Skip to Main Content

Finding and Evaluating Data: Finding Datasets

Places to Find Data Sets

Steps:

  1. Define the kind of data do you need
    1. Consider: format, content, dataset size, available software/tools
    2. Note: not all data exists or is available
  2. Background research:
    1. Look at what has already been done on topic
    2. Look at datasets used previously
    3. Consider methodology used previously
  3. Identify possible sources
    1. Data must be created: recorded, organized, stored. This takes time, money and effort.
    2. Who has the ability, motivation and resources to create the kind of data you are looking for?
      1. A person? Individual researcher?
      2. A research organization? (university, national lab, institute?)
      3. Government bodies?
      4. International organizations?
      5. Companies?
  4. Search for your data set.
  5. Evaluate your data set.

What are APIs?

Application Program Interfaces (APIs) allow two software components to communicate with each other; APIs allow the transfer of data between two systems (which can be things like apps or computers).

Using APIs allows businesses to connect the applications they use, ensuring that information can be shared quickly and easily.

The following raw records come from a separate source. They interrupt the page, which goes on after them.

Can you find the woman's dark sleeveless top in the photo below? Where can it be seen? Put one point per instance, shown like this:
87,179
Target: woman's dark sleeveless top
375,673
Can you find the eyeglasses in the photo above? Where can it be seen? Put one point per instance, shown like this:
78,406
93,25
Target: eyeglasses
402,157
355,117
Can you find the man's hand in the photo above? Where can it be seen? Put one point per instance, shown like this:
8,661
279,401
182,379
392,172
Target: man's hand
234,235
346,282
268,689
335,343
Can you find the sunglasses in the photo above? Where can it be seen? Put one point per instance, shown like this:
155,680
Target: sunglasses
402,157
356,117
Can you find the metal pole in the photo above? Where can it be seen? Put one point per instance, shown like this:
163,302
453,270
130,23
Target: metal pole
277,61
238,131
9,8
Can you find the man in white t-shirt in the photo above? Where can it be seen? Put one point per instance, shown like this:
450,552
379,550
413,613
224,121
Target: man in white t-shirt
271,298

For example, APIs allow companies to use payment services (like credit cards).

API architecture can be understood in terms of "client" and "server." The application sending the request is called the client (so with the payment example, the payment company), and the application sending the response is called the server (the company producing the product or service).

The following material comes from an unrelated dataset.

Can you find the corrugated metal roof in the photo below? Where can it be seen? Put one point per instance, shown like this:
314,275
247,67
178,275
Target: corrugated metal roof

"Metadata" are often described as "data about data." In the context of a data set, metadata provides information about the content of a data set, how it was created, and how it can be used. Metadata is essential for finding, understanding, and the correct re-use of a data set.

Metadata standards are rules for how metadata is recorded and structured. They are developed by communities to help regulate the creation of data sets so that the needed information about any data set is easy to find and understand. This allows the sharing and reuse of data and the sharing of new information.